I'm trying to generate an "up-to-x-months" rolling average that resets after missing data. In other words, the rolling period should vary based on how many of the contiguously preceding months have available data, up to a limit of x months for the lookback period.

I tried using cumsum and a lag, but I couldn't figure out how to do a variable lag.

Any advice on a good approach for this? Perhaps this is doable with zoo or tidyquant?

library(tidyverse)

max_lookback_mo <- 3    # This will be 12 in real use, using 3 for simpler example.

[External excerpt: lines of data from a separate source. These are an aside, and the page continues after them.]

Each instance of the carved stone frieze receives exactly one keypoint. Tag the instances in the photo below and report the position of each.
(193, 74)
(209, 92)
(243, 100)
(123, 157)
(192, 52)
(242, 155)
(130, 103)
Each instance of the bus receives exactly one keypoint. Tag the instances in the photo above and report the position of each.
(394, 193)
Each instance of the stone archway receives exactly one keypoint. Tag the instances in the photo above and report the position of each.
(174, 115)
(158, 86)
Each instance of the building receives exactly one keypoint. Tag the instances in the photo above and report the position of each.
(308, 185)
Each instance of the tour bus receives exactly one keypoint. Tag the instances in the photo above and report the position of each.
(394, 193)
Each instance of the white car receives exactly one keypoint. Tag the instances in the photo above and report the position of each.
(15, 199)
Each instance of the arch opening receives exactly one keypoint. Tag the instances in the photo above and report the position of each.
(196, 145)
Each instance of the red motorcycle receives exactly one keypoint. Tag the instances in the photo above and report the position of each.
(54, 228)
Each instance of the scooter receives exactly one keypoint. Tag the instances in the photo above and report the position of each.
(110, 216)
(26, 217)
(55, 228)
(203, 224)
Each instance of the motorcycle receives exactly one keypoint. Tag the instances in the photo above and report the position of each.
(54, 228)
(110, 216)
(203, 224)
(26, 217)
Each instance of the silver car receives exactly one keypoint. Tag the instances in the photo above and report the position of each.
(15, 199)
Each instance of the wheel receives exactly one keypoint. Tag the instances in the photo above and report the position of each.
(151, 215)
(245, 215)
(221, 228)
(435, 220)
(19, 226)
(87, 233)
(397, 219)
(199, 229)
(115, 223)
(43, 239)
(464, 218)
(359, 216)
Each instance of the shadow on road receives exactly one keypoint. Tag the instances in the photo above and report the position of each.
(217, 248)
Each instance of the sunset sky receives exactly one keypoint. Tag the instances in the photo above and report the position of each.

# I have month and total, and would like to calculate the other two columns.
monthly_data <- tribble(
  ~month,   ~total,   ~desired_mos_incl,  ~desired_avg,
  1,        100,      1,                  100,
  2,        200,      2,                  150,
  3,        NA,       NA,                 NA,
  4,        200,      1,                  200,
  5,        300,      2,                  250,
  6,        400,      3,                  300,
  7,        500,      3,                  400,
  8,        420,      3,                  440
)

#2

I'm sure there must be more pretty ways... but this works:

library(tidyverse)

monthly_data <- tribble(
  ~month,   ~total,
  1,        100,
  2,        200,
  3,        NA,
  4,        200,
  5,        300,
  6,        400,
  7,        500,
  8,        420
)

max_lookback_mo <- 3

mos_incl <- integer(nrow(monthly_data))

for (i in 1:(length(monthly_data$total) - 1)) {
  mos_incl[[1]] <- if_else(is.na(monthly_data$total[[1]]), 0, 1)
  mos_incl[[i + 1]] <- if(is.na(monthly_data$total[[i + 1]])) {
        0
  } else if(mos_incl[[i]] + 1 <= max_lookback_mo) {
    mos_incl[[i]] + 1
  } else {
    max_lookback_mo
  }
}

mos_incl[mos_incl == 0] <- NA

monthly_data$mos_incl <- mos_incl

avg <- double(nrow(monthly_data))

for (i in seq_along(monthly_data$mos_incl)) {
  avg[[i]] <- if(is.na(monthly_data$mos_incl[[i]])) {
    NA
  } else if(monthly_data$mos_incl[[i]] == 1) {
    monthly_data$total[[i]]
    } else if(monthly_data$mos_incl[[i]] == 2) {
      mean(c(monthly_data$total[[i]], monthly_data$total[[i - 1]]))
    } else {
      mean(c(monthly_data$total[[i]], monthly_data$total[[i - 1]], monthly_data$total[[i - 2]]))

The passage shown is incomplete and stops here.